March 25, 2017

April 4, 2014


Is the Creed “the” Sufficient Standard of Orthodoxy?

If a leader in the church agrees with the Creeds regarding the Trinity and the dual natures of Christ, then should we not accept him as a legitimate Christian teacher even though we might disagree about the nature of marriage and sexuality?

The question is an important one. It not only goes to the heart of discipleship (what does it mean to follow Jesus?) but it touches directly on some of the most heated controversies in the Anglican realm. Is it permissable to promote the ministry of men like Bishop Shannon Johnston of the Diocese of Virginia? Should we participate in Christian outreach/mission with leaders who promote same sex “marriage”? Should an orthodox seminary invite the Presiding Bishop of the Episcopal Church to preach in its chapel?

In answer to these questions, some have argued that the Nicene and Apostolic creedal formulas should stand as the primary measure of orthodoxy. Going beyond these, they argue, will create unnecessary division. If a leader professes faith in the Christ of the Creeds, who are we to deny him/her a place at the table?

There are at least two problems with that answer.

First, it is contrary to the apostolic witness. There is no evidence that the teachers against whom Paul writes in his letter to the Galatians were committing Christolological or Trinitarian errors. They were adding to the gospel of grace. Moreover, in that same letter, Paul lays down the general measure by which all teachers are to be measured and it is far more comprehensive than any Creedal formula: if anyone at all “should preach to you a gospel contrary to the one we preached to you, let him be accursed…”(Gal 1:8). The word for “accursed” is anathema. Let the one who contradicts what I have delivered to you be damned. Obviously, Paul does not consider the Galatian teachers to be “in Christ”. Paul’s measure for Christian teaching is whether or not it accords with the apostolic deposit, which, for us, has been inscripturated in the New Testament.

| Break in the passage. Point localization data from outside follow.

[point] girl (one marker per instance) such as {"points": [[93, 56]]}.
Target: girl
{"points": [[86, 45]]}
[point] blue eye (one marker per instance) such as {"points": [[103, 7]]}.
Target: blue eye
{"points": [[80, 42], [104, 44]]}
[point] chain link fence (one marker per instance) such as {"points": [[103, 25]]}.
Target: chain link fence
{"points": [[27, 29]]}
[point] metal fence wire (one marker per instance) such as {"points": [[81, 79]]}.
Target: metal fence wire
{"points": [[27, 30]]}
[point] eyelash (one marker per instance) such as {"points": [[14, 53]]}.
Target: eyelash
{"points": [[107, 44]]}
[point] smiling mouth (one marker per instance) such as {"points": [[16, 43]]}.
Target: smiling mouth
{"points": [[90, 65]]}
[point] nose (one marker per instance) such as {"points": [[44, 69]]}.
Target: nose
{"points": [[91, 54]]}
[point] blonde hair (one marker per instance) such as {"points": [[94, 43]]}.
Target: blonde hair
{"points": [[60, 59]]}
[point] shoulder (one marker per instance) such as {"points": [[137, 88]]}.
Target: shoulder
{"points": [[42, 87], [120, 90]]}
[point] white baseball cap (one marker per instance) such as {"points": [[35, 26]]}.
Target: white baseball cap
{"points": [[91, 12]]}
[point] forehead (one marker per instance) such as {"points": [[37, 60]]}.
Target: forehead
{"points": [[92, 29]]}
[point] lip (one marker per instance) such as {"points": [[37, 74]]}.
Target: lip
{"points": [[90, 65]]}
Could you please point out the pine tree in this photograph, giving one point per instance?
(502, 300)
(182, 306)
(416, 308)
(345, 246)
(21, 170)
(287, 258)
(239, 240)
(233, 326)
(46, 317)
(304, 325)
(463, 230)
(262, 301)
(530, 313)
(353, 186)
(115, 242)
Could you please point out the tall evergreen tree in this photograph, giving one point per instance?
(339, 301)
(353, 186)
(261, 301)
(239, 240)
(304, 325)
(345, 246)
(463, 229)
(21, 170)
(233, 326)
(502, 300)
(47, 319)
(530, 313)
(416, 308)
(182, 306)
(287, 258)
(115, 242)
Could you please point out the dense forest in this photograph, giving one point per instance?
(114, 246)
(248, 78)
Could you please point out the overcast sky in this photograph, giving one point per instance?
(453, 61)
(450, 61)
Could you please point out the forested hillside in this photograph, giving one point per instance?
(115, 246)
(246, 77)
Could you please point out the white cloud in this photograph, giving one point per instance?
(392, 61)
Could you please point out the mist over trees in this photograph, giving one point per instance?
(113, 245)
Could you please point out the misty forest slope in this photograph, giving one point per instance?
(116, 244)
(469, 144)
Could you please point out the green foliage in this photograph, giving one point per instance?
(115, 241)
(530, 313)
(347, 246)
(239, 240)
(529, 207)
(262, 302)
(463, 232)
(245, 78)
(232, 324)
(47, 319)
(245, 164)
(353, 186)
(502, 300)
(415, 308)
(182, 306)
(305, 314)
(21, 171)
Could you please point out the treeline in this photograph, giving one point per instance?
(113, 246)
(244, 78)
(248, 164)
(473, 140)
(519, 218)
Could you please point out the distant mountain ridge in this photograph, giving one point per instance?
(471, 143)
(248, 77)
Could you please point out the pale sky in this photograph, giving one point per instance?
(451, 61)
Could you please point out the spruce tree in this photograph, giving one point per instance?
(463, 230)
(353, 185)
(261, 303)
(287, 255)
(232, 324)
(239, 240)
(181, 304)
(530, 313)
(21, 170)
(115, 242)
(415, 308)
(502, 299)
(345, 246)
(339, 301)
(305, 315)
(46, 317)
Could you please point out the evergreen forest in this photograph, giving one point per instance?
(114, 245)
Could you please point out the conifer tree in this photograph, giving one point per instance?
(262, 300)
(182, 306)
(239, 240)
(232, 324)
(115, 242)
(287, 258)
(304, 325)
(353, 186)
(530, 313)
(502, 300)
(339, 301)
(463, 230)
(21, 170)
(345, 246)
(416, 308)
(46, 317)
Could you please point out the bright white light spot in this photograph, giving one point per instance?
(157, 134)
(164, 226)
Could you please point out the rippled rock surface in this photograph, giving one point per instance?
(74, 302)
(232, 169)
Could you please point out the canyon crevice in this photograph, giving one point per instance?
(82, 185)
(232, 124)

The apostle John affirms this principle in his second letter. There John warns against false teachers who do indeed teach an early type of Christological heresy but in the process of dealing with that particular error, he issues this broad declaration: “Everyone who goes on ahead and does not abide in the teaching of Christ, does not have God.”  The genetive “of Christ” there probably includes both the teaching “about” Christ and the teaching “from” Christ. The apostles (as we’ll see below) were commissioned by the Lord to teach his word, not only the word that he gave them during his earthly ministry but also the ongoing instruction he promised to reveal through them. And so John, like Paul, indicates that to “go beyond” what the apostles deliver to the Church is to stray outside the bounds of the Faith.

Apostolic teaching is the measure of orthodoxy. This measure, of course, necessarily also includes the Old Testament since the Apostles and Jesus Christ himself in many and various places affirm its absolute authority as the word of God. By this standard those leaders who teach that sexual relationships between two men or two women can in any way be blessed or solemnized are not to be considered Christian teachers or leaders but “anathema” even if they affirm the Trinity and Jesus’ dual natures.

Second, rejecting the teaching of the apostles is necessarily to repudiate the Creeds. Even if we only apply the minimal standard of the Creedal formulas, which, as I’ve shown above would be contrary to the apostolic standard, those who teach that same sex relationship may be blessed must still be counted as standing outside the Christian faith.

The first Christological declaration of the Nicene Creed is: “We believe in one Lord, Jesus Christ.”

The first Christological declaration of the Apostle’s Creed affirms the same: “[I believe] in Jesus Christ, his [God the Father’s] only begotten Son, our Lord.”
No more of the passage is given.